Les Docs de l’Oncle Sam

Where To Invade Next de Michael Moore (Documentaire – 2h – Sortie le 14 septembre 2016)
Les États-Unis ont toujours fait la guerre pour prendre des richesses aux pays vaincus. Les guerres contre l’Irak et le Vietnam ont été perdues. A la demande du Pentagone, Michael Moore va envahir l’Europe pour y voler les bonnes idées, plutôt que le pétrole ou l’or…
Avec Where to invad next, Michael Moore fait son retour au cinéma six ans après Capitalism : A Love Story, violente critique du système économique des États-Unis et du capitalisme en général, sorti dans les salles en 2009. Le réalisateur part à la recherche des bonnes idées en Europe que les Etats-Unis pourraient importer. Et il en trouve. Il se rend ainsi dans plusieurs pays européens et s’offre aussi une escapade à Tunis. Les exemples ne manquent pas. Qu’il s’agisse des congés payés et du 13e mois en Italie, des cantines scolaires proposant des repas sains et équilibrés en France, de la dépénalisation de la consommation de drogues au Portugal ou des prisons ouvertes en Norvège. Fidèle à son habitude, le réalisateur ne s’embarrasse pas de détails et use de raccourcis approximatifs pour servir son propos.

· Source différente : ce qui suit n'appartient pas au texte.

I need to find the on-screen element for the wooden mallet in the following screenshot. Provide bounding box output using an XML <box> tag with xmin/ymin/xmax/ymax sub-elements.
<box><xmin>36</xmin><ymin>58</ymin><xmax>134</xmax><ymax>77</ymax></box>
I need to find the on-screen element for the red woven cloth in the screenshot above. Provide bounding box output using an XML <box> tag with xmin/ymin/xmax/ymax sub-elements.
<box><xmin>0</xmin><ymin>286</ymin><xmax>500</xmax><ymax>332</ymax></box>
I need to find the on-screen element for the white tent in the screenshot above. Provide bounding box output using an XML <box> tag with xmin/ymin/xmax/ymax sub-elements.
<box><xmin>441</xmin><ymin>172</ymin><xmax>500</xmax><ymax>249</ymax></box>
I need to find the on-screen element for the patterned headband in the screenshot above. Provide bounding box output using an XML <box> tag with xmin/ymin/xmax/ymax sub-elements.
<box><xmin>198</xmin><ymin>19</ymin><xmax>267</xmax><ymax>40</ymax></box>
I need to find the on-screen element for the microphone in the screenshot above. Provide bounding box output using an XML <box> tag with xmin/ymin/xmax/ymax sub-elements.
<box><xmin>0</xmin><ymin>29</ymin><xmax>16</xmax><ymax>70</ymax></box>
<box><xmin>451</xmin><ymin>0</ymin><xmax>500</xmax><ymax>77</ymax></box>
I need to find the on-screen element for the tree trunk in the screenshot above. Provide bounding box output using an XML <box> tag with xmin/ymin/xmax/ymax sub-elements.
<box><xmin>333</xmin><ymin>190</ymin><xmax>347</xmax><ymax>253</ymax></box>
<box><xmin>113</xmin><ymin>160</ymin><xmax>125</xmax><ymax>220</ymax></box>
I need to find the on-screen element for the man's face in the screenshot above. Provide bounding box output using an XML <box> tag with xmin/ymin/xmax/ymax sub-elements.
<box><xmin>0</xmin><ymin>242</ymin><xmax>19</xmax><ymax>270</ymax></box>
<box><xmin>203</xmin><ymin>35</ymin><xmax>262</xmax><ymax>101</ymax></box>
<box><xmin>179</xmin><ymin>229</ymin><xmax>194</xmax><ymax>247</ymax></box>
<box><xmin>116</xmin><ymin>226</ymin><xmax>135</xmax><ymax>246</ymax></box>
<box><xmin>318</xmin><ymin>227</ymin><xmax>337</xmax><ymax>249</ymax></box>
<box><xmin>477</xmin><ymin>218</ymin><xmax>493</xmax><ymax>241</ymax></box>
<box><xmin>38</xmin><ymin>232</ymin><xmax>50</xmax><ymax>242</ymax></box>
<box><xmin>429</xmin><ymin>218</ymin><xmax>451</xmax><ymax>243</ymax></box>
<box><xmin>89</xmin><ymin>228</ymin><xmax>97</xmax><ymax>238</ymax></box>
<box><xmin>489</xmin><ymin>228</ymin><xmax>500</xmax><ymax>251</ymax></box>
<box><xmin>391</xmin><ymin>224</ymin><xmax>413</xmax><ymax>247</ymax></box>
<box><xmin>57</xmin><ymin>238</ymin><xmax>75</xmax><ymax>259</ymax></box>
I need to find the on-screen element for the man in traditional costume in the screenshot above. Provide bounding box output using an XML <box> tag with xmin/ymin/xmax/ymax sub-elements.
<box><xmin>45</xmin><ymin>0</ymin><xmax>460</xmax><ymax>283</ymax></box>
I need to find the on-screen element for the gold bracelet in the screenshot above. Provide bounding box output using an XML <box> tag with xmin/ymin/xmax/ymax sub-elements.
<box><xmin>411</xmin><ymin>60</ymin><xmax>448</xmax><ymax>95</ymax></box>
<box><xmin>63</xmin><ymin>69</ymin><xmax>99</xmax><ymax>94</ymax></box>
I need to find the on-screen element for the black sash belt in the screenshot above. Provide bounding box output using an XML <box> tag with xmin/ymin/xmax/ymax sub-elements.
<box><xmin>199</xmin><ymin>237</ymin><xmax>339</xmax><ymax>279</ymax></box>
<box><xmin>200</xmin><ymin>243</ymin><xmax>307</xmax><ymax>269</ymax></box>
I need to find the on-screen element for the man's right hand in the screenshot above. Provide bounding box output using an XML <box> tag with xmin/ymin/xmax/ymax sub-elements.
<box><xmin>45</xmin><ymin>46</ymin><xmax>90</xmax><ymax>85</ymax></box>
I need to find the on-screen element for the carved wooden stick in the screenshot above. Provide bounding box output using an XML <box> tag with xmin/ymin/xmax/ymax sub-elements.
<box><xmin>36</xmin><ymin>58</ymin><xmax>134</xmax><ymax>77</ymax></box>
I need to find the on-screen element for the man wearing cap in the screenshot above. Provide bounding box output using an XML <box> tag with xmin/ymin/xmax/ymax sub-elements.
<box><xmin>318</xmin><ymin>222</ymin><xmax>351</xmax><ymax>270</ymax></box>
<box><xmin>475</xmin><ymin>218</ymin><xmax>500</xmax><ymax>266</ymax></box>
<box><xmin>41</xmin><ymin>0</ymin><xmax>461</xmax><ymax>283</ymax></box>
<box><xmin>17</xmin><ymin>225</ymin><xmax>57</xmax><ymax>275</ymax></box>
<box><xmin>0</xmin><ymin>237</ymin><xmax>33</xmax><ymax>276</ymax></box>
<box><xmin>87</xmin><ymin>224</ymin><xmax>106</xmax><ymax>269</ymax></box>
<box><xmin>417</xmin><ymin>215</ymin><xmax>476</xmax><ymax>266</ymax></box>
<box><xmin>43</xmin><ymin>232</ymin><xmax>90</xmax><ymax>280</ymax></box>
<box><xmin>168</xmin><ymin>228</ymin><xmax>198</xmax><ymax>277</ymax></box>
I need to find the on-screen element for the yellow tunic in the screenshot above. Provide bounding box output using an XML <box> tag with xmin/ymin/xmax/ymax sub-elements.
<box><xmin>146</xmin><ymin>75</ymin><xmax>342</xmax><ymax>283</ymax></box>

Un choix qu’il assume en déclarant qu’il laisse le soin à d’autres « de ramasser les mauvaises herbes », même s’il apparaît plus « soft » dans la provocation et plus optimiste que dans ses précédents pamphlets. Sorti aux Etats-Unis au moment du début des primaires pour les présidentielles, ce documentaire est davantage destiné à un public américain. Le spectateur européen aura tôt fait de remarquer ses oublis et ses erreurs. Néanmoins, il y trouvera quelques pistes de réflexions intéressantes.
Close Encounters with Vilmos Zsigmond de Pierre Filmon avec Vilmos Zsigmond, John Travolta, Isabelle Huppert, Nancy Allen, Peter Fonda (Documentaire – 1h21 – Sortie le 16 novembre 2016)
La vie du directeur de la photographie Vilmos Zsigmond, des rues de Budapest à Hollywood. De très nombreux artistes, dont John Travolta et Nancy Allen, et chefs-opérateurs de renom interviennent, le questionnent pour tracer le portrait d’un artiste complet.
Le titre de ce documentaire fait référence au titre original de Rencontres du troisième type de Steven Spielberg pour lequel Vilmos Zsigmond remporta l’Oscar de la meilleure photo en 1978. Connu des cinéphiles mais très peu du grand public, le légendaire directeur de la photographie, l’un des plus prestigieux avec Vittorio Storaro, a marqué de son empreinte toute une époque du cinéma américain, à partir des années 1970, avec le Nouvel Hollywood. Vilmos Zsigmond, disparu le 1er janvier 2016, a ainsi travaillé, non seulement avec Steven Spielberg, mais aussi, entre autres, avec Robert Altman , John Boorman, Michael Cimino, Brian De Palma, Jerry Schatzberg. Conçu à partir des rencontres entre le directeur de la photographie et le réalisateur, qui renforcent en même temps leurs liens amicaux, le documentaire est enrichi par des extraits de films. Il retrace la carrière de Vilmos Zsigmond, de Budapest jusqu’à Hollywood en passant par Paris, mais présente également l’intérêt d’aborder sa technique et son style.

La Compétition

captain-fantastic
Captain Fantastic de Matt Ross (Photo DR)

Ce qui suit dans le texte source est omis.